No doubt you know that the world is a very small place and the need for software that recognizes languages other than United States English is important. Here’s the problem: if you think you know what a character is in a language other than English, you are probably mistaken. Most character set encodings, including Unicode, are evolving. This inherent fuzziness can threaten software security. The rest of this short chapter, based on information learned during Microsoft’s Windows Security Push, describes some of the threats related to internationalization, suggests ways to avoid them, and touches on some other general security best practices.

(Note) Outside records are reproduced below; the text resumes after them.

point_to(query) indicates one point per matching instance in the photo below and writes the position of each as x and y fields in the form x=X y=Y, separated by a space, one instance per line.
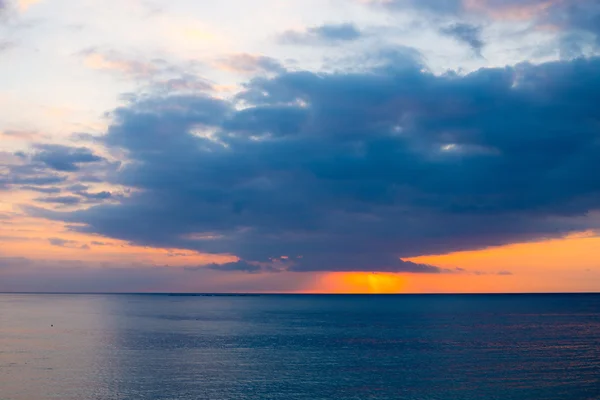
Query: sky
x=300 y=146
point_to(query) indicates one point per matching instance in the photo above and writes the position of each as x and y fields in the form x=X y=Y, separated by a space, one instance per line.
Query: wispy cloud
x=324 y=34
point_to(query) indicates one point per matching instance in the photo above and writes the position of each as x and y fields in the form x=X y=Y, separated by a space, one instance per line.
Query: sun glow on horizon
x=359 y=283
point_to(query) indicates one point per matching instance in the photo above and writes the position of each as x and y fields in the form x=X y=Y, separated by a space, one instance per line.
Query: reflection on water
x=299 y=347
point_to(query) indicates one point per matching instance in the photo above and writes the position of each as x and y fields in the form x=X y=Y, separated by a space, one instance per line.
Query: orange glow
x=359 y=283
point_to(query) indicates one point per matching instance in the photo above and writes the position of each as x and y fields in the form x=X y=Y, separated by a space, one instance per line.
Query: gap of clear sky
x=302 y=146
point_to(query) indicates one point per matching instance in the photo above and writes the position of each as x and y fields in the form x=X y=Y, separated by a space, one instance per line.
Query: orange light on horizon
x=359 y=283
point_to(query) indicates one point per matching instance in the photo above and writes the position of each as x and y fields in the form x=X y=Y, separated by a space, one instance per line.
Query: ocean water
x=103 y=347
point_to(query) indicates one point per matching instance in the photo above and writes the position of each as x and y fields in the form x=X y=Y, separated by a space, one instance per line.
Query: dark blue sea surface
x=482 y=347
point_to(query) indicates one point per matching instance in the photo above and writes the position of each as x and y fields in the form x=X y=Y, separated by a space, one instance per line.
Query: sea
x=238 y=347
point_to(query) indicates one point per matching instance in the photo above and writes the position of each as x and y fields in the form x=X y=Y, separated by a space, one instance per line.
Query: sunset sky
x=305 y=146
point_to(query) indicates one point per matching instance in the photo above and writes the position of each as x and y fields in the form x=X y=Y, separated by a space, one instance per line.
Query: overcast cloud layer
x=351 y=143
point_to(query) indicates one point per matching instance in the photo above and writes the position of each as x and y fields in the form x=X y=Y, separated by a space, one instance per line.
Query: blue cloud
x=354 y=171
x=466 y=33
x=64 y=158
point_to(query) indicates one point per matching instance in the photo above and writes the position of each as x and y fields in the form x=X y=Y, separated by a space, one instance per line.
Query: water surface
x=103 y=347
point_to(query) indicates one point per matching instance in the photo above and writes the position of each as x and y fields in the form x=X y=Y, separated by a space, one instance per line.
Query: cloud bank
x=356 y=171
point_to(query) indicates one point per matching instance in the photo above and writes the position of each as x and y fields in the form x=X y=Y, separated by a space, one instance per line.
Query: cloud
x=28 y=275
x=357 y=171
x=238 y=266
x=71 y=244
x=65 y=200
x=324 y=34
x=466 y=33
x=250 y=64
x=47 y=190
x=567 y=17
x=64 y=158
x=15 y=171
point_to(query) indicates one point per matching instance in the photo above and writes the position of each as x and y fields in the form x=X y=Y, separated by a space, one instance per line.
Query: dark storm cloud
x=325 y=34
x=353 y=171
x=466 y=33
x=239 y=266
x=64 y=158
x=14 y=172
x=582 y=16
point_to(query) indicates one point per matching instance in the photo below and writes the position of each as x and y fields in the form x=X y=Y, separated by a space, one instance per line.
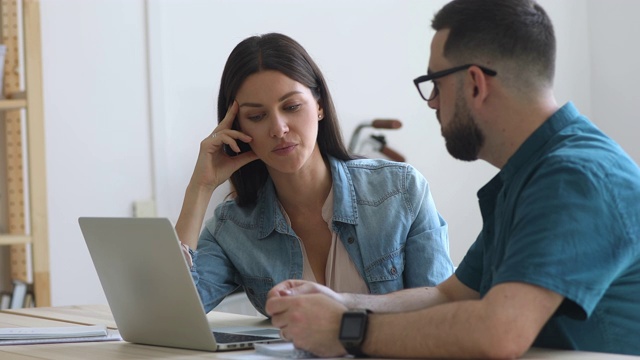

You’ll often see the term "I18N" when working with foreign language software. I18N means "internationalization" (in which the letter I is followed by 18 characters and then the letter N).
This chapter does not cover general globalization best practices except as they affect security. It’s also assumed that you have read Chapter 10 and Chapter 11. Once you’ve read this chapter, I hope you’ll quickly realize that someone in your group should own the security implications of I18N issues in your applications. Now I’ll explain why.
You should follow two security rules when building applications designed for international audiences:
Use Unicode.
Don’t convert between Unicode and other code pages/character sets.
If you follow these two rules, you’ll run into few I18N-related security issues; in fact, you can jump to the next chapter if these two rules hold true for your application! For the rest of you, you need to know a few things.
A character set encoding maps some set of characters (A, ß, Æ, and so on) to a set of binary values (usually from one to four bytes) called code values or code points. Hundreds of such encodings are in use today, and Microsoft Windows supports several dozen. Every character set encoding, including Unicode, has security issues, mainly due to character conversion. However, Unicode is the only worldwide standard and security experts have given it the most thorough examination. The bulk of Windows and Microsoft Office data is stored in Unicode, and your code will have fewer conversion issues—and potentially fewer security issues—if you also use Unicode. The Microsoft .NET common language runtime and the .NET Framework use only Unicode.
There are three primary binary representations of the Unicode encoding: UTF-8, UTF-16, and UTF-32. Although all three forms represent exactly the same character repertoire, UTF-16 is the primary form supported by Windows and .NET. You will avoid one class of security issue if you use UTF-16. UTF-8 is popular for internet protocols and on other platforms. Windows National Language Support (NLS) provides an API for converting between UTF-8 and UTF-16, MultiByteToWideChar and WideCharToMultiByte. There is little reason to use UTF-32.